Capirci Carlo, Rubello Domenico, Chierichetti Franca, Crepaldi Giorgio, Carpi Angelo, Nicolini Andrea, Mandoliti Giovanni, Polico Cesare
Radiotherapy Department, S. Maria della Misericordia Rovigo Hospital, ASL 18, Rovigo, Italy.
Biomed Pharmacother. 2004 Oct;58(8):451-7. doi: 10.1016/j.biopha.2004.08.005.
Multimodality treatment of loco-regional advanced rectal cancer has demonstrated to improve local control and overall survival. Proctoscopy, digital rectal examination (DRE), computer tomography (CT), endorectal ultrasound (ERUS), and magnetic resonance imaging (MRI) cannot correctly detect downstaging in rectal tumors after chemo radiation therapy (CRT). New imaging techniques, like 18F-FDG PET, may play some role in predicting the pathologic response to CRT before surgical resection. Aim of the present study was to further investigate the accuracy and predictive value of 18F-FDG PET in a large series of patients with rectal cancer treated with preoperative intensified CRT. Between January 2000 and December 2003, 81 patients with histologically proven adenocarcinoma in clinical stage II-III disease, according to criteria of TNM classification, were included in this study. All patients were submitted to diagnostic staging workup with DRE, proctoscopy with biopsy, ERUS, CT scan of the abdomen and pelvis or pelvic MRI plus liver ultrasonography, coloscopy or barium colonic enema. One month later the end of CRT all patients were submitted to diagnostic restaging work-up (DRW) and 18F-FDG PET. Surgery was performed 8-9 weeks after the end of CRT and pathologic stage was defined. Moreover a pathologic assessment of tumor regression was made with tumor regression grade score (TRG). PET correctly identified 22/28 (79% specificity) patients with complete pathologic response (pCR). However, sensitivity was 45% (24/53) while PPV, and NPV were equal to 77 and 43%, respectively. Total PET accuracy rate was 56%. PET sensitivity increased from 45 to 56% if the end-point was pCR, or TRG score, respectively.

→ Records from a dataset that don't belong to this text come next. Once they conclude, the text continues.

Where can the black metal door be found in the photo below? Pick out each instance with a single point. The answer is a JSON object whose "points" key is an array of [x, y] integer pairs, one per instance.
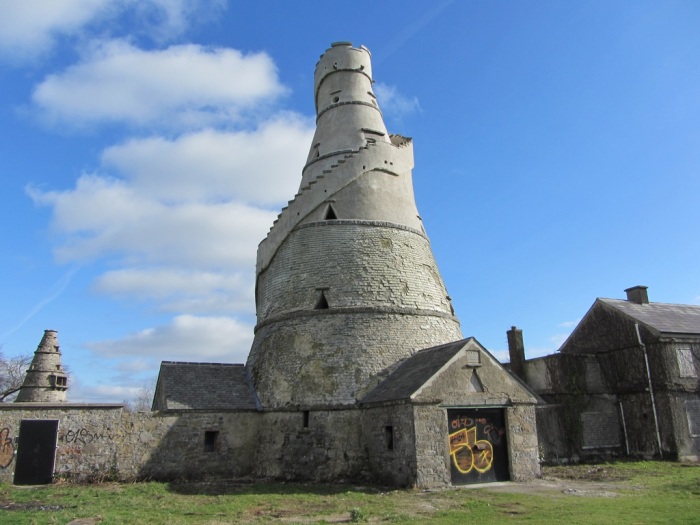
{"points": [[478, 445], [36, 451]]}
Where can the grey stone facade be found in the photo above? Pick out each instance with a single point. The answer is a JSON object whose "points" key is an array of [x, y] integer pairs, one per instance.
{"points": [[625, 383], [358, 370]]}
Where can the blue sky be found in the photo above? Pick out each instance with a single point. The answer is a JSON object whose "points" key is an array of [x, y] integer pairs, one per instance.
{"points": [[147, 145]]}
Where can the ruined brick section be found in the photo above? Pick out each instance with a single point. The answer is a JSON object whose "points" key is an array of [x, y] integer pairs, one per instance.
{"points": [[46, 380], [304, 368]]}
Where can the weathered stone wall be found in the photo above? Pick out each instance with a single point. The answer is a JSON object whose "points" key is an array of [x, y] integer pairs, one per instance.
{"points": [[523, 451], [297, 363], [329, 449], [389, 438], [359, 264], [106, 442], [454, 387], [432, 446]]}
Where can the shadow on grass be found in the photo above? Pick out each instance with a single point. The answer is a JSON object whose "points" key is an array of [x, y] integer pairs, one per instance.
{"points": [[230, 487]]}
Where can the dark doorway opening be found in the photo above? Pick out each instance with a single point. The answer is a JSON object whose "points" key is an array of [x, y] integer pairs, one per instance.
{"points": [[36, 451], [478, 445]]}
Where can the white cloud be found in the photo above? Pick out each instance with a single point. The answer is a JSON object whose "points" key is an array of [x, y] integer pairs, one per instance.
{"points": [[189, 338], [262, 165], [183, 290], [569, 324], [393, 103], [181, 86], [164, 19], [28, 28], [558, 339]]}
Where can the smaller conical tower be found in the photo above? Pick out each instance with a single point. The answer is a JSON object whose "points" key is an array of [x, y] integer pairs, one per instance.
{"points": [[46, 381]]}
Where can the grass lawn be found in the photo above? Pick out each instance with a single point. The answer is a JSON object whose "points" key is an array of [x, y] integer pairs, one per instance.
{"points": [[612, 493]]}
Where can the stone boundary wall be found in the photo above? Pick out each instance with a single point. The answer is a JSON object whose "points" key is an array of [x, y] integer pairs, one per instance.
{"points": [[100, 442]]}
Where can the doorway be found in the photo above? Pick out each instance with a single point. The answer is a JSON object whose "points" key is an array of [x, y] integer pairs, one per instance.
{"points": [[36, 451], [478, 445]]}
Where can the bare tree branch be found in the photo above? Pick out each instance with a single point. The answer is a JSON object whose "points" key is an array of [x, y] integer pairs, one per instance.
{"points": [[12, 371]]}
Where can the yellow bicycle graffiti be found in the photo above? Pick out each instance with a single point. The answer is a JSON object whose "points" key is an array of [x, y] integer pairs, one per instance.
{"points": [[469, 453]]}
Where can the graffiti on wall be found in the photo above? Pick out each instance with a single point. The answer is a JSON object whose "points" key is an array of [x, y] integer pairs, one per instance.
{"points": [[7, 448], [85, 436], [477, 445], [470, 453]]}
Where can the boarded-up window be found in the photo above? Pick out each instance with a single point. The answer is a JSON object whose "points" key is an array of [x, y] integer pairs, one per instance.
{"points": [[600, 429], [686, 362], [692, 410], [211, 437]]}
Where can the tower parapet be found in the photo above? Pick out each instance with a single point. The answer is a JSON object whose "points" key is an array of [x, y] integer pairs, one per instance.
{"points": [[346, 282], [46, 380]]}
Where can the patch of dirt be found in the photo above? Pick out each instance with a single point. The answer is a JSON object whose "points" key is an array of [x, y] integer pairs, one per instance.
{"points": [[569, 480]]}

The best correlation was found between PET findings and pathologic stage (P <0.01) or TRG score (P <0.01). The accurate identification of rectal cancer patients with major pathological response after preoperative CRT further supports the necessity of designing prospective studies with new and more accurate was imaging technologies with the main object of offering conservative treatment in responder patients.

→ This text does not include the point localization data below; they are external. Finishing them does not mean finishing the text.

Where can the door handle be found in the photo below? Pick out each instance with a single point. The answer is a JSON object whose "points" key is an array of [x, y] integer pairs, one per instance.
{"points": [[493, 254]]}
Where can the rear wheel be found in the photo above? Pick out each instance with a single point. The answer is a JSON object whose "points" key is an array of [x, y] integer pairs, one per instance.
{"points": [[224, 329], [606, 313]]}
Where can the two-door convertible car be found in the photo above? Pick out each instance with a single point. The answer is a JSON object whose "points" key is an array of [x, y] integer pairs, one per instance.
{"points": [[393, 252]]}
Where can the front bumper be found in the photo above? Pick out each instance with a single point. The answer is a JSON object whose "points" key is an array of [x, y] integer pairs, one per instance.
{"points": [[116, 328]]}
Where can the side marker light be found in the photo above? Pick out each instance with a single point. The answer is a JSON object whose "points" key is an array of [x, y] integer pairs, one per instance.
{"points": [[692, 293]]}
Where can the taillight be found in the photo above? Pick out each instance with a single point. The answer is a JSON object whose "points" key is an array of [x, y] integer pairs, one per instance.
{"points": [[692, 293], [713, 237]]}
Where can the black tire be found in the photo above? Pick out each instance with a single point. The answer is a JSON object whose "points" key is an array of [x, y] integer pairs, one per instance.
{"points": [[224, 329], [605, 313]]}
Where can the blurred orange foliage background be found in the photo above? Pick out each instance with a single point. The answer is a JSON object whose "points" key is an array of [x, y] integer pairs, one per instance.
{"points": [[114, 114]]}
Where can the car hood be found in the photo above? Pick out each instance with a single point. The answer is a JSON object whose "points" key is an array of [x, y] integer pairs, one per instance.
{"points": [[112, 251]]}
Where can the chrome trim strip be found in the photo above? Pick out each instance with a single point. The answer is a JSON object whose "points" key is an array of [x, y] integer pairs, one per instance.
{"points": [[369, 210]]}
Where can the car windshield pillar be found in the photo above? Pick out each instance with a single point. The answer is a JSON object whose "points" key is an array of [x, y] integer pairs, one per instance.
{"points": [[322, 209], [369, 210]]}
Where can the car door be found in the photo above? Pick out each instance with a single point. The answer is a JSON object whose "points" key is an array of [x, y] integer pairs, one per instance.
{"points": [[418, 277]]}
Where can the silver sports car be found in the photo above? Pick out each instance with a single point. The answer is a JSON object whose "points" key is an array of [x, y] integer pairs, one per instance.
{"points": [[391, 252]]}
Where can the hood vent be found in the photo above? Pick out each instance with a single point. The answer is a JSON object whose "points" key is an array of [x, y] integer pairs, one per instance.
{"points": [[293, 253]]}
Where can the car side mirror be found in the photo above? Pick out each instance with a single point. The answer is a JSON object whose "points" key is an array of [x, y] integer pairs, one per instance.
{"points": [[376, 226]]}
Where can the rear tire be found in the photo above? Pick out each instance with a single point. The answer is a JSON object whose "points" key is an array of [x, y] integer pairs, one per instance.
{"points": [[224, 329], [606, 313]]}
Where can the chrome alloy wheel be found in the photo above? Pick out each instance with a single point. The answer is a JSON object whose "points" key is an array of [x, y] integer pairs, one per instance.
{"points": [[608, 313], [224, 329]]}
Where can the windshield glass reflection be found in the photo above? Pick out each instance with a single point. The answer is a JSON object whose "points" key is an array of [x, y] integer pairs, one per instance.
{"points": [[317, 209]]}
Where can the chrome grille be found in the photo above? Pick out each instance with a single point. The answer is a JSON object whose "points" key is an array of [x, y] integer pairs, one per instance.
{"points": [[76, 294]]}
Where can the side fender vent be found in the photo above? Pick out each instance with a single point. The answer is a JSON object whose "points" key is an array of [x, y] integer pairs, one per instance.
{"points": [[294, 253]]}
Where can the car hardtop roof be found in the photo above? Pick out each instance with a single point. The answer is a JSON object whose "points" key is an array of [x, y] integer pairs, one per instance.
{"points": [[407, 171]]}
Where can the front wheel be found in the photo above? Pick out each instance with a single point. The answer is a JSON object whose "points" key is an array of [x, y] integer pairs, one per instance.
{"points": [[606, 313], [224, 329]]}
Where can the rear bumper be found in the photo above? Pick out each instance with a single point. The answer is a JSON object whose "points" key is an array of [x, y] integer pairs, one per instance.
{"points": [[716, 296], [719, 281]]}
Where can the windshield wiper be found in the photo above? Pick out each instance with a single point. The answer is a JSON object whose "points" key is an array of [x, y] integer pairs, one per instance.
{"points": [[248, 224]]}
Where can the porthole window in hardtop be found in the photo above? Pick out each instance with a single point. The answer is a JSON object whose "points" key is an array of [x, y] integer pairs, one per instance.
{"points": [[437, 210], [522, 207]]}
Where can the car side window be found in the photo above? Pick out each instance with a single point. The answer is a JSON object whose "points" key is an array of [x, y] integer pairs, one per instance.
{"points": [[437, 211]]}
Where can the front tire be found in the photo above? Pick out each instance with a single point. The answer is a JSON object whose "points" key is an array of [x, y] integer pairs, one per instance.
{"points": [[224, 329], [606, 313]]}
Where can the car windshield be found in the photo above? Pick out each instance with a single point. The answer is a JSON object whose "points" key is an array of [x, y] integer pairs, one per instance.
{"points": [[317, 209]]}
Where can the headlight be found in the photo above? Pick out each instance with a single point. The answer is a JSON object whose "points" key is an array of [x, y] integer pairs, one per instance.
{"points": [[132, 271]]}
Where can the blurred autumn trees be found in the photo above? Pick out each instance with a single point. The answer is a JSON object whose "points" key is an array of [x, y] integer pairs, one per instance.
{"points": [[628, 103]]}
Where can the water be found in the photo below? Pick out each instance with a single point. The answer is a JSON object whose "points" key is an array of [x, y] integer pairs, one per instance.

局部晚期直肠癌的多模式治疗已证明可改善局部控制率和总生存率。直肠镜检查、直肠指诊(DRE)、计算机断层扫描(CT)、直肠内超声(ERUS)和磁共振成像(MRI)无法正确检测化疗放疗(CRT)后直肠肿瘤的降期情况。新的成像技术,如18F-FDG PET,可能在手术切除前预测CRT的病理反应中发挥一定作用。本研究的目的是进一步调查18F-FDG PET在一大系列接受术前强化CRT治疗的直肠癌患者中的准确性和预测价值。2000年1月至2003年12月,根据TNM分类标准,81例临床II-III期组织学证实为腺癌的患者纳入本研究。所有患者均接受了DRE、活检直肠镜检查、ERUS、腹部和盆腔CT扫描或盆腔MRI加肝脏超声检查、结肠镜检查或钡剂结肠灌肠的诊断性分期检查。CRT结束1个月后,所有患者均接受诊断性再分期检查(DRW)和18F-FDG PET检查。CRT结束8-9周后进行手术,并确定病理分期。此外,用肿瘤退缩分级评分(TRG)对肿瘤退缩进行病理评估。PET正确识别出22/28例(特异性79%)完全病理缓解(pCR)患者。然而,敏感性为45%(24/53),而阳性预测值(PPV)和阴性预测值(NPV)分别为77%和43%。PET总准确率为56%。如果终点分别为pCR或TRG评分,PET敏感性从45%提高到56%。PET结果与病理分期(P<0.01)或TRG评分(P<0.01)之间的相关性最佳。术前CRT后准确识别有主要病理反应的直肠癌患者进一步支持了开展前瞻性研究的必要性,这些研究采用更新、更准确的成像技术,主要目的是为反应者患者提供保守治疗。